Paulo Sérgio Macedo is Public Affairs and Religious Liberty director for the denomination's Portuguese Union of Churches.

Decision comes after years of Religious Liberty proponents working with government officials

August 07, 2014 | Silver Spring, Maryland, United States | Ansel Oliver/ANN

Seventh-day Adventists in Portugal welcomed a ruling from the nation’s highest court last month that offers a step toward allowing greater workplace freedom to take a particular day off for religious observance.

A decision handed down by the Constitutional Court on July 17 permitted two Adventists employed in a shift schedule the right to take off Saturdays for religious observance. Portuguese law only permits employees the right to choose their days off when working in a flexible schedule, an arrangement that few people in the Western European country have, Adventist Church leaders said.

Seventh-day Adventists observe the biblical Sabbath as sundown Friday evening to sundown Saturday evening.

Church leaders said the court’s decision doesn’t set judicial precedent for similar cases—as might happen in some other countries. But the ruling will now make it easier for Adventists to lobby lawmakers to consider the plight of Adventists, Jews, Muslims and others who keep a holy day other than Sunday, which is widely given by employers as a day off.
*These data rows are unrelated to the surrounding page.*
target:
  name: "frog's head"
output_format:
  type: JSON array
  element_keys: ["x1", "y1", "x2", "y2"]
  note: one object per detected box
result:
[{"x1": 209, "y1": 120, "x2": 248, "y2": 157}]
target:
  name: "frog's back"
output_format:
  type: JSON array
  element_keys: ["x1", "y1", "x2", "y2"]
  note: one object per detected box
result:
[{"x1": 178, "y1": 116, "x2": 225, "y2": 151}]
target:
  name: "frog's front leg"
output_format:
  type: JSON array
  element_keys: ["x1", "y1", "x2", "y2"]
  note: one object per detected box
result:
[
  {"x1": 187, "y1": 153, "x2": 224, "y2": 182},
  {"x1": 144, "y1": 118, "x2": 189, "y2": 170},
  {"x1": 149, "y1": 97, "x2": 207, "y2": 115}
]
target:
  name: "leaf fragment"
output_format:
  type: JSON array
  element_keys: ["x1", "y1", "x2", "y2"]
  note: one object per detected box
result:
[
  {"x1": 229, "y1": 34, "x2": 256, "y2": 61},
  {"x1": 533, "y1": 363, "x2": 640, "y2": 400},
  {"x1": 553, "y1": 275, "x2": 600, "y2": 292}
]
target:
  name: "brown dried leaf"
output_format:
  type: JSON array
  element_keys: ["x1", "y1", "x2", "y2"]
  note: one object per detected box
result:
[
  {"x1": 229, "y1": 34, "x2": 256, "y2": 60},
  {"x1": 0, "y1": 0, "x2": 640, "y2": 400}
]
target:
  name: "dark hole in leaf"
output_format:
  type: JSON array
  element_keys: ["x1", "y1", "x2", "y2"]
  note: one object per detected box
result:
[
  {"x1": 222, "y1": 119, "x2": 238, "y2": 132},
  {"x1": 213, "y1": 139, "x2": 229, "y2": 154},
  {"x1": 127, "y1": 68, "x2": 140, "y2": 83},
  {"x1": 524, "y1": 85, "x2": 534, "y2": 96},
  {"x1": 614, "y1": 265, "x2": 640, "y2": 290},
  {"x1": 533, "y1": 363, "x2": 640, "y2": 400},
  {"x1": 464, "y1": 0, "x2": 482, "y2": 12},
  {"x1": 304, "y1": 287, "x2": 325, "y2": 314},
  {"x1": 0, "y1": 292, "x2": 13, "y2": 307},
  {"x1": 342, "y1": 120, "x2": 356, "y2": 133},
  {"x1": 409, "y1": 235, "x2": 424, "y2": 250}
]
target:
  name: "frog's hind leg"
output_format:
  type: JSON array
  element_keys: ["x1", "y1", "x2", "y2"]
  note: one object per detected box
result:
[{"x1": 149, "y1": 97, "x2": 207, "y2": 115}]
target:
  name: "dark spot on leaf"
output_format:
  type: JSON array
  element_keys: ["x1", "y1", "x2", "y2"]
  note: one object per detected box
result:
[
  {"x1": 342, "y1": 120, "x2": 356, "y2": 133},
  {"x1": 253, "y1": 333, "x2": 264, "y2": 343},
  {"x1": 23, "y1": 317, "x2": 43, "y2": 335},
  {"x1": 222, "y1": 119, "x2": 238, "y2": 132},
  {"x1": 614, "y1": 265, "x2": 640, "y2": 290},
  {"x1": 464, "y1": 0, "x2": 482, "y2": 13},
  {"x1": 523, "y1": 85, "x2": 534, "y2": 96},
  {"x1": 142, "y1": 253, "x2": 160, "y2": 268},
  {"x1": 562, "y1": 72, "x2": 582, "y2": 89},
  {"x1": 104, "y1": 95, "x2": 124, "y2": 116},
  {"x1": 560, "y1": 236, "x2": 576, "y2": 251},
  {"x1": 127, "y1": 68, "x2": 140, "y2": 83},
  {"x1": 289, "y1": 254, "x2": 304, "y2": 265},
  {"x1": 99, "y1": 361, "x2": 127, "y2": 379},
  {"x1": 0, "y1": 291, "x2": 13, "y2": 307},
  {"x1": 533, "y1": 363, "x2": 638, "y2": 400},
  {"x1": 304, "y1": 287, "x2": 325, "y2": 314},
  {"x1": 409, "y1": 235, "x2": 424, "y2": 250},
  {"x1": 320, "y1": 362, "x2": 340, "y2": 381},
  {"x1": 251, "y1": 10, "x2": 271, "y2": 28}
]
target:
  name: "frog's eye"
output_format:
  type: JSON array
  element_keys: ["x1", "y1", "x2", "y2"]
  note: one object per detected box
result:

“This was a huge achievement because this was the first time the law was overruled by the court,” said Paulo Sérgio Macedo, Public Affairs and Religious Liberty director for the Adventist world church’s Portuguese Union of Churches.

Macedo said Adventist leaders have worked on trying to change the law since 2010. He emphasized that the Adventist Church in Portugal has good working relationships with government authorities and the Religious Liberty Commission.

Last month’s decision from the Constitutional Court stemmed from two cases.

An Adventist Church member working as a public prosecutor was denied her requests to have Saturday’s off, and she lost an appeal at the Court of Administration and a subsequent appeal at the Administrative Supreme Court.

Another Adventist Church member employed by a corporation was fired after leaving work at sundown Friday evening. She also lost earlier appeals in lower courts.

The Constitutional Court’s decision expanded the interpretation of Article 14 of the 2001 Religious Liberty Law, which stated that only people working in a flexible schedule could have Saturday as a day of rest.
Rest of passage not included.